Jamal Benomar was the architect of an underhanded cyberwar campaign against Americans on behalf of one of the United States’ and Israel’s first-line foes. He should face these charges in court, and not escape under the flimsy pretext of post-hoc diplomatic immunity. Doing otherwise would set a dangerous precedent for the security of American citizens and harm the vital interests of both the United States and Israel.

Pro-Israel advocates in the United States who have long admired Haley s outspoken leadership and courage when it comes to fighting for Israel at the United Nations, have called on her to not to side with one of Iran s closest allies, Qatar.

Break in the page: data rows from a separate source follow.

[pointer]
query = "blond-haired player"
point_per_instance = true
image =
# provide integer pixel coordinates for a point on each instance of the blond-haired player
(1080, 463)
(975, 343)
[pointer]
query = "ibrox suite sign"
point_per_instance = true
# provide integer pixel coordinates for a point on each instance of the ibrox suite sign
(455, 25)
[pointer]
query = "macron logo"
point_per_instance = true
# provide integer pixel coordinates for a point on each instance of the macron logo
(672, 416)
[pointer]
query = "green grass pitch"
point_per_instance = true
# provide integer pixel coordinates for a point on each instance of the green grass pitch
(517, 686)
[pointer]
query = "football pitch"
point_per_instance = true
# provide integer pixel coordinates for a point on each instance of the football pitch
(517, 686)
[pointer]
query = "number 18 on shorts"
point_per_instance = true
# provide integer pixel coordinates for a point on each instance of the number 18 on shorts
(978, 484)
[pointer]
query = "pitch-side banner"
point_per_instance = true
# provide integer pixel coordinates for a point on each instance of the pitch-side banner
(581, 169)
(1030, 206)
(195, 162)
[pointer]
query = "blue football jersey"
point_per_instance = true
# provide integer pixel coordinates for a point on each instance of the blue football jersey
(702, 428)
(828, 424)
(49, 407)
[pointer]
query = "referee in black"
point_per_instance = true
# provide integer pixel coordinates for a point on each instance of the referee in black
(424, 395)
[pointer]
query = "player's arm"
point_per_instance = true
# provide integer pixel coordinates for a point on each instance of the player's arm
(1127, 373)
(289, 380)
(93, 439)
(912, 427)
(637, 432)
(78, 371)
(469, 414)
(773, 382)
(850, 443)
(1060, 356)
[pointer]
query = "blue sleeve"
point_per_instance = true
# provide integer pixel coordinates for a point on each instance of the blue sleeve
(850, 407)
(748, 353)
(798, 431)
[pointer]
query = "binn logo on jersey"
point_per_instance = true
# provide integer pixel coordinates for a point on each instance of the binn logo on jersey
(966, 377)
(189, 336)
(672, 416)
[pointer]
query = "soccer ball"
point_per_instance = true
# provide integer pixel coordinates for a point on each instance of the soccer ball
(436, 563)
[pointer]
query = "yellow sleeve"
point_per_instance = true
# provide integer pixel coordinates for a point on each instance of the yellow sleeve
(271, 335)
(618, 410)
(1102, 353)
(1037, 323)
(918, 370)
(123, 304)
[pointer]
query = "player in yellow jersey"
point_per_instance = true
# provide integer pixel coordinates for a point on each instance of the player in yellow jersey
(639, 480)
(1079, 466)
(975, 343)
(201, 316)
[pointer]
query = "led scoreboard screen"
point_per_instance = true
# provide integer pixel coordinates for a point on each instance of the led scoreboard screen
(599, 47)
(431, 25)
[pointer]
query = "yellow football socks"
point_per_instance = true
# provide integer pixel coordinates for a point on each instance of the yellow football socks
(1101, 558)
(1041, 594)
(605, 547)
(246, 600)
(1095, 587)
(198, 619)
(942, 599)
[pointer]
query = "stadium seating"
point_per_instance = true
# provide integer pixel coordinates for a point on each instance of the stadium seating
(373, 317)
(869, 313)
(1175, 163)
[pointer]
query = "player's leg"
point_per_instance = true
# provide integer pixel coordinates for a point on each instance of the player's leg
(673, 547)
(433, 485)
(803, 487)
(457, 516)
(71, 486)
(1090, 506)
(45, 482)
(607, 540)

“As Ambassador Haley moves toward the exit, we hope that she does not chose to provide unwarranted diplomatic immunity to an agent of one of Israel s worse enemies,” said Gregg Roman," Director of the Middle East Forum. “It has been alleged that Jamal Benomar was the leader of a cyber espionage campaign to target and attack Americans. He should face these charges in court. Allowing diplomatic immunity to be abused in this way sets a dangerous precedent for our country that puts all U.S. citizens at risk.”

Robin Owens is a freelance writer living in Washington, D.C.